HOMMAGE AU POETE-CHANTEUR DISPARU


Un jour, nos chemins se sont croisés. Je ne me rappelle plus de quoi nous avons parlé ce jour là. Je me souviens simplement de cet homme de petite taille et selon moi âgé  rencontré, tout à fait par hasard, en 1997, dans une minuscule boutique d’informatique, située avenue de la Grande Armée, à Paris.
J’étais pour ma part sur le point d’acquérir mon tout premier ordinateur portable : un Toshiba.
Lui recherchait quelque chose de précis côté accessoires.
Le vendeur qui le connaissait bien pour l’avoir entre autres comme client, m’avait subrepticement glissé à l’oreille : « C’est Monsieur Aznavour »
Il est vrai que le son de sa voix et son physique ne m’étaient pas inconnus.
Mais j’étais jeune, alors peu attiré par son style et, surtout ses chansons très éloignées de mes goûts musicaux. Je savais toutefois l’avoir vu dans un film ou deux, mais aussi dans des émissions à la télévision.
Je ne sais plus quelle fût mon attitude à son égard, troublé que j’étais de devoir accomplir mes tout premiers pas en informatique nomade. En revanche, lui avait l’air très au fait de cette technologie naissante.
Constatant mon émerveillement devant l’ordinateur portable, il m’avait je m’en souviens souri et souhaité bon voyage dans mes nouvelles aventures bureautiques.
En rentrant le soir chez moi, je n’avais pas manqué de faire savoir à mes proches qu’il m’avait été donné de croiser Charles Aznavour. Ca ne m’avait pas pour autant conduit à chercher à en savoir plus. Quelle erreur !
Il me fallut beaucoup de temps pour m’intéresser à cet artiste et à ses œuvres.

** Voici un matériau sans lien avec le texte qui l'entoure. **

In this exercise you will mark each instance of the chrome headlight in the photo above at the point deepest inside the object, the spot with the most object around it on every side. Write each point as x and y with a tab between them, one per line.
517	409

Au-delà de ses actions notamment en faveur de l’Arménie et des Arméniens, j’appris comme tout le monde cette semaine, la disparition à l’âge de 94 ans de celui dont je peinais à croire qu’il puisse toujours chanter et se produire sur scène.

A l’annonce de son décès, la diffusion de ses chansons à la radio me firent entrer dans l’univers Aznavour. Il me fallut alors, à l’écoute des paroles de ses chansons, me rendre compte que j’étais passé à côté de beaucoup de vérités et de poésie.

Aussi, parce que : Il n’est pas de plaisir démodé ; Non je n’ai rien oublié ; Et pourtant il faut savoir ; Comme ils disent; Je n’imaginais pas; Sur ma vie; Hier encore ; La bohème; je m’voyais déjà ; Mourir d’aimer; L’amour c’est comme un jour; For Me Formidable…
Sachant que les poètes ne meurent jamais, le grand Charles viendra très certainement réveiller des pensées et sentiments auxquels il savait donner en mesure, noblesse et relief.